Lo más relevante de las encuestas
que se están publicando no es la posible debacle electoral del PP ni el poco
rédito que de ella sacan los partidos de la oposición. Es aquello que sería
bien visible si los grandes
titulares no estuvieran más para ocultar que para mostrar: la poca movilidad
electoral del español, es decir, la plasmación política de su acinesia
geográfica. El español quiere nacer, vivir y morir en su terruño, sin desplazarse
por esos mundos de Dios, si no es con cámara de fotos y billete de vuelta.

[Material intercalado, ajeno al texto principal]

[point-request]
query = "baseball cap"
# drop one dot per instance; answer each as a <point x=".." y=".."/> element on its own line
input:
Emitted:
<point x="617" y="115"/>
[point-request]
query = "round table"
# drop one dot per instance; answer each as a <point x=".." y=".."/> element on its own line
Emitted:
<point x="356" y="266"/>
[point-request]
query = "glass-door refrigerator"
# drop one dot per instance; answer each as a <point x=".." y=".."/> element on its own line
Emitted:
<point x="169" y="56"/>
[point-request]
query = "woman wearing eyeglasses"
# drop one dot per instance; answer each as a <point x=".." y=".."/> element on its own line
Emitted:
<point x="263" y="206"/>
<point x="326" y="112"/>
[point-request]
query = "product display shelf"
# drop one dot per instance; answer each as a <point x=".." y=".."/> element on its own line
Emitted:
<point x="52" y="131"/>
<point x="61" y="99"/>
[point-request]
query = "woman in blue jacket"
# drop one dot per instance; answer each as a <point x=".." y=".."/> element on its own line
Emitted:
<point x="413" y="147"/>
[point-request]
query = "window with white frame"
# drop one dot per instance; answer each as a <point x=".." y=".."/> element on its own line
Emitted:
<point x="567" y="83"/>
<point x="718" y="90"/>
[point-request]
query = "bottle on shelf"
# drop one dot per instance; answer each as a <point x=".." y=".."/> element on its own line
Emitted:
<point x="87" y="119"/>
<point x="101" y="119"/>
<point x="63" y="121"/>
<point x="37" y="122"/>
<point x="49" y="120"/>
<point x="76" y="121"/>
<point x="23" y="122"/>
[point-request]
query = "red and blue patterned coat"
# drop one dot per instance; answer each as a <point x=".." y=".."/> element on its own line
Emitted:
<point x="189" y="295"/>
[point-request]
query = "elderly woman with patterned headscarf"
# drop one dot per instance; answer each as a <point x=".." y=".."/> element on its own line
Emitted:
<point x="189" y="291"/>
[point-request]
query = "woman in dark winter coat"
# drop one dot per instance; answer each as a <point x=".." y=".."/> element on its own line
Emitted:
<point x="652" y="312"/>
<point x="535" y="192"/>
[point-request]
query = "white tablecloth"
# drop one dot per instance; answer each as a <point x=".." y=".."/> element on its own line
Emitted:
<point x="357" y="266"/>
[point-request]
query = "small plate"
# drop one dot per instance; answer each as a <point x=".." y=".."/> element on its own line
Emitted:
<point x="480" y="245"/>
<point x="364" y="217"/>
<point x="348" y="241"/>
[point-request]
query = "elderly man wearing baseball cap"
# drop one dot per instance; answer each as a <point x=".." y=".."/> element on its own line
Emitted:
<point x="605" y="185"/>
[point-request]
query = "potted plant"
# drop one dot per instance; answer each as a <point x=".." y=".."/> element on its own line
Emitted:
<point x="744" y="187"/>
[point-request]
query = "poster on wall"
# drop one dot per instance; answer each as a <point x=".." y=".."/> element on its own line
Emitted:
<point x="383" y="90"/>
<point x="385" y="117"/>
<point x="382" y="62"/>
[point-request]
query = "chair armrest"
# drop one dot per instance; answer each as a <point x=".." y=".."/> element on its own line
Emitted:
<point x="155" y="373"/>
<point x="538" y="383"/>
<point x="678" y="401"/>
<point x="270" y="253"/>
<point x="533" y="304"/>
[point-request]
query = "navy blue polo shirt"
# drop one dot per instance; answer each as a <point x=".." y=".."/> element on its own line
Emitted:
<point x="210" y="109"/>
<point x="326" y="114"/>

Los propios partidos políticos, que hace cincuenta años
no existían o tenían una presencia fantasmal, buscan enredarse en las ramas del
árbol genealógico de cada familia. Eso sí, saltándose a Franco. Nunca he
entendido la impugnación total del franquismo, si para unos fue la época del
siglo XX donde no se discutieron ciertas cosas, y para otros, su mayor vivero
de afiliados.
Pero no quiero enredarme en más sociologismos (no me he
puesto las gafas con cuerdecita) que no sea explicar el proceso patrio del
cambio de voto. Comienza cuando el deterioro del partido al que has estado apoyando
desde tu más tierna madurez es inocultable e injustificable. Hay algo que te
mueve a castigarlo pero aparece el primer freno mental: si tu partido es malo,
los otros son peores, es más, lo malo de aquel es producto de la influencia
perniciosa de estos. Puedes pensar en la abstención o el voto en blanco, pero
convienes en que es una pérdida de tiempo sin sentido. Pasan los días, los
meses, y el hundimiento de la opción preferida es tal que las ansias de cambio acaba
conteniéndolas el sentimentalismo de primer grado: “¡Qué diría mi padre!”. Y si
esto no fuera suficiente vas bajando la gradación hasta llegar a los bisabuelos
o tatarabuelos. La naturaleza es tan sabia que la multiplicación de antepasados
que vivieron en un momento de nuestra historia con más épica, crece cuando
ahondas en el tiempo. Y el “¿para eso hemos muerto un millón de españoles?”
sirve para cualquier ideología.
Pero llega un momento que ni la sangre de tu sangre
derramada, por muy coagulada que esté, sujeta la indignación. Entonces aparece
el segundo freno mental: como vas a votar tú al mismo partido que Fulanito, que
es un manta, que cuando se engalla en el bar se vuelve insoportable, y claro,
tú tienes que engallarte también, pues tienes motivos, una historia familiar de
penalidades te avala. No como él: sabes muy bien como ganó la fortuna que le
permite doble ración de banderillas por cerveza.
Todo esto está bien, pero la repugnancia que te
provocan los contrarios disminuye mientras la que te causan los tuyos no
termina de crecer. Y entonces te agarras a los líderes. El primer acercamiento
es negativo: todos son iguales, todos están para robar. Pero eso es
precisamente lo que resulta fatal. Pasar de Rubalcaba a Rajoy, o viceversa, si
lo piensas bien, no es tan difícil. Por mucho que alegues un matiz de carácter
por aquí o un tono de voz por acá, te das cuenta que en el fondo son dos
señores con barba, cabezas de dos partidos que sólo buscan el poder.
La mayoría de los que siguen esta evolución suelen
acabar en el pasotismo más absoluto. Y no vuelven a votar. Pero tú eres un
demócrata, crees en los efectos vivificadores de la papeleta en la urna, y no quieres
terminar como un perroflauta cualquiera. Y cambias, ya sí, de opción política
cuando caes en la cuenta de que los únicos que, a tu alrededor, defienden a tu antiguo partido
son los que viven directa o indirectamente de él.